KUALA LUMPUR, Dec 25 — Bumiputera Petrol Dealers Association of Malaysia president Datuk Abu Samah Bachik today said that the petrol and diesel supply tanks at fuel stations are expected to dry up by January 1.
Berita Harian (BH) quoting Abu Samah said that this was due to the refusal of fuel station operators to add up on their reserve supply by the end of the month.
“Certainly we do not want to restock on fuel prices which would be at a higher rate at the end of the month, only to sell it for less from January 1 onward,” he told BH.
Abu Samah said if the government had used the monthly flotation price system instead, it would have been possible for stations to continue operating at a profit and keep up with their operation costs.
“The government’s decision to use the weekly floating system again which comes into effect on January 1 is likely to cause problems for operators.
“I admit the refusal to restock on the fuel reserves might be seen as a protest, but it is a necessary step to ensure we do not experience constant loss,” he said.
Abu Samah told BH that the government should have invited petrol station operators to discuss the matter, before making decision.
“It is true the government’s responsibility is to safeguard the consumers’ welfare, but we as petrol station operators need to bear running costs by generating profit.
“How do they expect us to continue operations and fulfill demand if the government’s decision is unjust when it comes to the mechanism setting the price of petrol on the market,” he said.

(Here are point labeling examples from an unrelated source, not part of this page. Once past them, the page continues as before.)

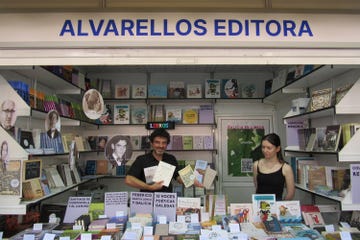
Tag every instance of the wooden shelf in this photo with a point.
(316, 76)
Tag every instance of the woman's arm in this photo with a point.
(289, 181)
(255, 166)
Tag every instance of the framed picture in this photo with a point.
(122, 91)
(105, 88)
(32, 169)
(240, 144)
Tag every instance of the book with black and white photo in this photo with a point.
(139, 91)
(139, 114)
(121, 113)
(194, 90)
(176, 89)
(321, 99)
(332, 138)
(212, 88)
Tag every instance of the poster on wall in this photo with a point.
(241, 145)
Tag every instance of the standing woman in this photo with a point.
(272, 173)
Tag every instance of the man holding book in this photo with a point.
(141, 172)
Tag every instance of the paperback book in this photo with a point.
(212, 88)
(139, 91)
(157, 91)
(122, 91)
(321, 99)
(121, 113)
(193, 91)
(176, 89)
(139, 115)
(230, 88)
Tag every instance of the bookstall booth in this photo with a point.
(302, 54)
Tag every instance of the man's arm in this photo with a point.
(137, 183)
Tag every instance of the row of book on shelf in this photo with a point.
(286, 76)
(166, 215)
(319, 99)
(137, 114)
(210, 88)
(335, 181)
(331, 138)
(37, 142)
(37, 99)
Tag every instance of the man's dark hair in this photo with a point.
(160, 132)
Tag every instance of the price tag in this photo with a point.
(345, 236)
(37, 227)
(181, 218)
(110, 225)
(86, 236)
(216, 228)
(234, 227)
(135, 225)
(162, 219)
(105, 237)
(148, 231)
(194, 218)
(119, 213)
(49, 236)
(29, 237)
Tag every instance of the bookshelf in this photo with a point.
(347, 110)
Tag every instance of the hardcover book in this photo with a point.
(355, 182)
(194, 91)
(288, 211)
(116, 202)
(122, 91)
(176, 89)
(312, 216)
(340, 92)
(121, 113)
(187, 142)
(32, 189)
(139, 114)
(206, 114)
(212, 88)
(26, 139)
(157, 91)
(249, 91)
(139, 91)
(105, 88)
(263, 206)
(230, 88)
(157, 113)
(141, 203)
(174, 114)
(332, 138)
(321, 99)
(190, 116)
(267, 88)
(208, 142)
(187, 176)
(164, 172)
(198, 142)
(165, 205)
(243, 212)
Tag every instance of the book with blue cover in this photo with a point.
(157, 91)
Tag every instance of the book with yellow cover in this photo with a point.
(187, 176)
(190, 116)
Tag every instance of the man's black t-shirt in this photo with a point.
(147, 160)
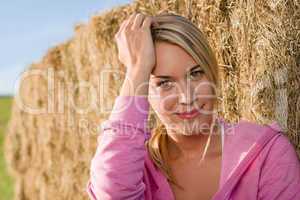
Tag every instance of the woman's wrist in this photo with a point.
(136, 82)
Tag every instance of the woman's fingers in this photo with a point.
(147, 22)
(138, 21)
(130, 21)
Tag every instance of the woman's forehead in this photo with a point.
(172, 60)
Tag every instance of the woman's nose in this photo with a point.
(186, 94)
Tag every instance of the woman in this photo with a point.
(193, 154)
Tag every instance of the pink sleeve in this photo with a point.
(116, 170)
(280, 175)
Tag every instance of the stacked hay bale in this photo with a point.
(62, 99)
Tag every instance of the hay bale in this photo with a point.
(49, 148)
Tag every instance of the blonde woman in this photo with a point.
(193, 154)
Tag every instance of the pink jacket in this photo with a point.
(258, 162)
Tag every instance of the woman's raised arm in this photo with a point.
(116, 171)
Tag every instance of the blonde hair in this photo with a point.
(178, 30)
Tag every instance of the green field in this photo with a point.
(6, 182)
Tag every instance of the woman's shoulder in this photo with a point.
(245, 135)
(249, 131)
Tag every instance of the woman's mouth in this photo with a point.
(189, 115)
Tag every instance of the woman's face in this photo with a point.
(178, 84)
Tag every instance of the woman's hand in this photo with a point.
(135, 44)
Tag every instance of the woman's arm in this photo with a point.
(116, 170)
(280, 176)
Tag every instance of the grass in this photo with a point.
(6, 182)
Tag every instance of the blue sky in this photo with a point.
(28, 28)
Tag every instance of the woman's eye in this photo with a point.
(197, 73)
(164, 84)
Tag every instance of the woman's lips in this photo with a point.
(189, 115)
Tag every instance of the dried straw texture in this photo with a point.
(257, 46)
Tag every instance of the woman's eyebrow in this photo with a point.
(170, 77)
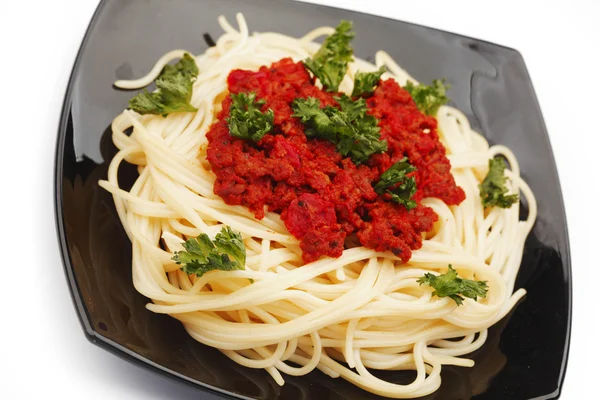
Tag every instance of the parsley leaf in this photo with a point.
(493, 189)
(245, 120)
(174, 90)
(330, 63)
(395, 182)
(364, 82)
(227, 252)
(450, 285)
(428, 98)
(355, 133)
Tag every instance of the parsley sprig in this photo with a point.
(174, 90)
(450, 285)
(355, 133)
(330, 63)
(395, 182)
(227, 252)
(245, 120)
(493, 188)
(428, 98)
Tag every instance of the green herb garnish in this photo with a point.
(450, 285)
(174, 90)
(428, 98)
(493, 188)
(364, 82)
(395, 182)
(227, 252)
(245, 120)
(354, 132)
(330, 63)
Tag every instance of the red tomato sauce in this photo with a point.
(325, 200)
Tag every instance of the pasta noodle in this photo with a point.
(363, 311)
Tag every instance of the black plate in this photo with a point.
(525, 356)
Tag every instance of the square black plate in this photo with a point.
(526, 353)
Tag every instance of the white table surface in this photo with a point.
(43, 351)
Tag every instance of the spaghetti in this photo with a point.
(345, 316)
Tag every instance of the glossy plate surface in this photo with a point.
(526, 353)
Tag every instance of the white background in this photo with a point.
(43, 351)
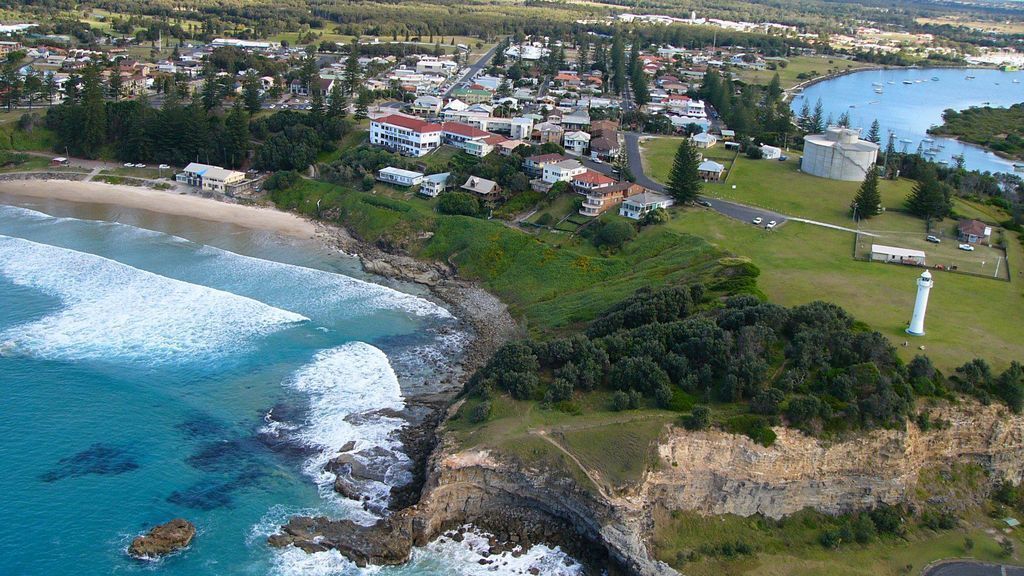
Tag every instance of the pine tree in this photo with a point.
(352, 68)
(875, 133)
(93, 133)
(929, 200)
(250, 92)
(867, 201)
(684, 180)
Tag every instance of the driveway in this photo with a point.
(968, 568)
(740, 212)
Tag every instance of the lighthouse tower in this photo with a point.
(921, 305)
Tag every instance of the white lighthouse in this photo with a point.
(921, 305)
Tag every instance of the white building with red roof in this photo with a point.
(404, 134)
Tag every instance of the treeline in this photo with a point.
(811, 367)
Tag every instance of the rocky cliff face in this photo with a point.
(715, 472)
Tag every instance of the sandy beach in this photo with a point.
(165, 202)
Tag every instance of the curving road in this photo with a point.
(968, 568)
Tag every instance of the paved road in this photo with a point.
(480, 65)
(731, 209)
(965, 568)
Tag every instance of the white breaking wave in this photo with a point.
(347, 386)
(112, 310)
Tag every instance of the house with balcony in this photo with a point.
(406, 134)
(601, 199)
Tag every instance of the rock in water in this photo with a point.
(163, 539)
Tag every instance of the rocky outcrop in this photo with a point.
(163, 539)
(715, 472)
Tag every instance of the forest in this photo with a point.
(812, 367)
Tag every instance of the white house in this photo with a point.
(638, 205)
(434, 183)
(410, 136)
(213, 178)
(770, 152)
(398, 176)
(577, 141)
(562, 171)
(704, 139)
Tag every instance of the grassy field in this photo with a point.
(791, 547)
(816, 66)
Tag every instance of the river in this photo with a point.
(909, 109)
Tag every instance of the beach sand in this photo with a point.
(165, 202)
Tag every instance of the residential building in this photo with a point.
(711, 170)
(213, 178)
(577, 141)
(590, 180)
(973, 232)
(483, 187)
(601, 199)
(408, 135)
(562, 171)
(638, 205)
(434, 183)
(398, 176)
(534, 165)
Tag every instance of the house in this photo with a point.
(770, 152)
(892, 254)
(483, 187)
(426, 106)
(434, 183)
(973, 232)
(590, 180)
(408, 135)
(601, 199)
(711, 170)
(704, 140)
(562, 171)
(534, 165)
(398, 176)
(577, 141)
(638, 205)
(549, 132)
(213, 178)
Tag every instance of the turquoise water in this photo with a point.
(908, 110)
(145, 376)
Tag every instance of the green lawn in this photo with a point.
(968, 317)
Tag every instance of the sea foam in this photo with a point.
(111, 310)
(348, 386)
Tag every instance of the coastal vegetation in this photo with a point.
(1000, 129)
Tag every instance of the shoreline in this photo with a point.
(163, 202)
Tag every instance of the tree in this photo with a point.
(684, 180)
(250, 92)
(93, 133)
(929, 199)
(865, 204)
(873, 134)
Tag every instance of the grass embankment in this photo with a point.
(968, 317)
(809, 67)
(1000, 129)
(549, 286)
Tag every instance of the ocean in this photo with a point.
(155, 367)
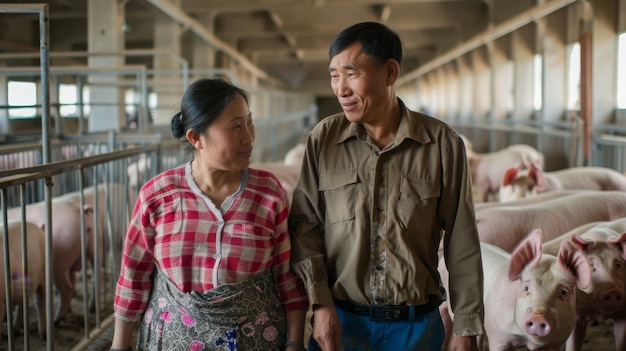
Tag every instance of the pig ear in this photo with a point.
(618, 244)
(528, 251)
(572, 259)
(509, 176)
(87, 209)
(537, 176)
(583, 244)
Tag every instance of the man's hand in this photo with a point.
(463, 343)
(327, 328)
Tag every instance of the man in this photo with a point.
(379, 186)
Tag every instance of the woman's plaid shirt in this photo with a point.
(200, 247)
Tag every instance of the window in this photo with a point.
(573, 77)
(68, 98)
(621, 71)
(510, 80)
(22, 95)
(538, 82)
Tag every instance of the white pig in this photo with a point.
(527, 200)
(530, 296)
(506, 226)
(520, 183)
(488, 169)
(604, 245)
(35, 275)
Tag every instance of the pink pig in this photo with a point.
(66, 244)
(604, 245)
(518, 183)
(505, 226)
(488, 169)
(35, 277)
(530, 296)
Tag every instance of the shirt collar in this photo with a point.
(411, 127)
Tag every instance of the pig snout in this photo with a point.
(612, 298)
(537, 325)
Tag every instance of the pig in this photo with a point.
(66, 244)
(604, 245)
(506, 226)
(111, 215)
(520, 183)
(530, 295)
(35, 275)
(488, 169)
(540, 198)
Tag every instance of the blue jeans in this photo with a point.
(358, 333)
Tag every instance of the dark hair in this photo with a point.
(376, 39)
(203, 101)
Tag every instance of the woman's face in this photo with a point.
(227, 143)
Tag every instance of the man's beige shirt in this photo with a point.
(366, 224)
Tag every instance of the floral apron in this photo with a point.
(243, 316)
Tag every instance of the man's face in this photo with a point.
(360, 84)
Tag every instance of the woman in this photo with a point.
(206, 256)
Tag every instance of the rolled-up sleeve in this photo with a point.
(306, 223)
(461, 244)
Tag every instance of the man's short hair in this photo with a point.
(376, 39)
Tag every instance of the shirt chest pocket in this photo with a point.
(339, 190)
(418, 201)
(172, 217)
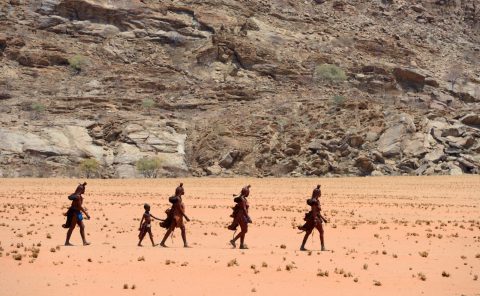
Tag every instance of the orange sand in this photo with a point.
(380, 222)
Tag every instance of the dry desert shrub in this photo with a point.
(232, 262)
(422, 276)
(322, 273)
(423, 254)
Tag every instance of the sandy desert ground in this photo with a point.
(386, 236)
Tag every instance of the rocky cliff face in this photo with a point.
(227, 87)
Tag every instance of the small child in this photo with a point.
(145, 225)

Abu Samah suggested best way to resolve this is to use the monthly fuel price mechanism instead, which in turn makes it easier for operators to manage the buying of reserve supply and selling rate to consumers.
Finance Minister Lim Guan Eng said in a statement yesterday that the government will co-ordinate the retail price of petroleum, including RON95, to a lower cost by January 1.
He said this is to ensure the weekly mechanism will benefit consumers.